I now know why. I'm a compulsive overeater. I'm addicted to food. Literally. And I've found the answer. Overeaters Anonymous. (OA) It's a 12 Step Program that's modelled after Alcoholics Anonymous. (AA)
I went to my first meeting 11/01/09. There were only 2 of us there. (The leader and me.) I decided that wasn't for me. But at the time, it was the only meeting time that fit into my schedule. Miraculously, my scheduled opened up WIDE when I lost my job 11/05/09.
I didn't go to my next meeting, though, until 12/28/09. And I can say that I have successfully maintained my weight since then. Sure, I ultimately want to lose weight. And now that I've maintained and lost the insanity, I think I can get there.
I've been working the 12 Steps. I've been doing a lot of praying and fully relying on God. No OA is not religious, but it is spiritual. You can believe in your Higher Power however you choose. I have given my eating disorder up to God. And guess what he's given me in return? My sanity. I no longer obsess about food. My life does not revolve around food. I haven't had any binges. But more importantly, I haven't gone crazy while doing this. It's the most calm and serene I've felt in a long time.
If you think you might be a compulsive eater, check out the website at www.oa.org. There's even a questionnaire there to see if you are a compulsive overeater.
See, I spent so much of my time wondering what was wrong with me. Why can't I stick to my eating plan? Why do I want to stay fat? Am I just a friggin slob? You know what? OA takes all this away. OA is truly my answer. I'm home.
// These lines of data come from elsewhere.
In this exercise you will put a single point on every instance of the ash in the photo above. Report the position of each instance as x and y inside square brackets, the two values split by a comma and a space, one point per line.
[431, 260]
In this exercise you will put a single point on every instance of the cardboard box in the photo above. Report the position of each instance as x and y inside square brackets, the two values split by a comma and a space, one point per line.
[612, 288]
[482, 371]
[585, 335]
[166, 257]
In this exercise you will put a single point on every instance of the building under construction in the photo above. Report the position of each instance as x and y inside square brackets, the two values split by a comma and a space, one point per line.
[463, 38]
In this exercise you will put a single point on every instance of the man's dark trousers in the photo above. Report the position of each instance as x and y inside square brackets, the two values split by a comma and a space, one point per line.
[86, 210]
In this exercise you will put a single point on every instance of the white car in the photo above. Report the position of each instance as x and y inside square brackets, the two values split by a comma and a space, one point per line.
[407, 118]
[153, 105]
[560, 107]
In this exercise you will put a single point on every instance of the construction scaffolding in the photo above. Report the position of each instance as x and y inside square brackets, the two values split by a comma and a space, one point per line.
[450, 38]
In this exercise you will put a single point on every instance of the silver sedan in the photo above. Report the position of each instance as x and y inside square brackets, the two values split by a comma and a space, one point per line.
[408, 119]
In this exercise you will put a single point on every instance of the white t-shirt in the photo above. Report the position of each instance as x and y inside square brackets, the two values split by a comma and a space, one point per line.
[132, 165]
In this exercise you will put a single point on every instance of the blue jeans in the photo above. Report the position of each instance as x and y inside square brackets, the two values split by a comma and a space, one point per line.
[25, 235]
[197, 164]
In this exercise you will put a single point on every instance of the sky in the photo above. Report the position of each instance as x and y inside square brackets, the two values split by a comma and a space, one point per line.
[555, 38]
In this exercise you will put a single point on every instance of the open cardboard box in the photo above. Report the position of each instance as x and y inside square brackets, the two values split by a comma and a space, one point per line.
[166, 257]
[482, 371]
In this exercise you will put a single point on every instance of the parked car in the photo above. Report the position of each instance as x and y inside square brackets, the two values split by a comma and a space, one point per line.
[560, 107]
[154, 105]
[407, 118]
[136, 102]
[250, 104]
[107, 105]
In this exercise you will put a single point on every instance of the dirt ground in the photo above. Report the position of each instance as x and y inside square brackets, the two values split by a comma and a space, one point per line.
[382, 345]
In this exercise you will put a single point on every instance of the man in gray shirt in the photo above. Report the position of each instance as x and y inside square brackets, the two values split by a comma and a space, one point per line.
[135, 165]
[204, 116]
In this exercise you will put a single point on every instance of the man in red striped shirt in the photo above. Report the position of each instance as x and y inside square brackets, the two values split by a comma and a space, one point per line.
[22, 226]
I know this can be a very uncomfortable thing to talk about. I had a very dear friend on another website put it to me bluntly. Things aren't okay. Things won't be okay until I get help. And then he told me about OA. I hadn't really heard of it before. I am so thankful for his brutal honesty. (Brutal, but gentle.) And I know how much courage it takes to walk into one of those rooms. But I also know ... from experience.... that my sanity and peace is so worth it. I know that the first meeting was so scary. I know that now I feel comfortable. I know that now I have SERENITY! Isn't that worth the step?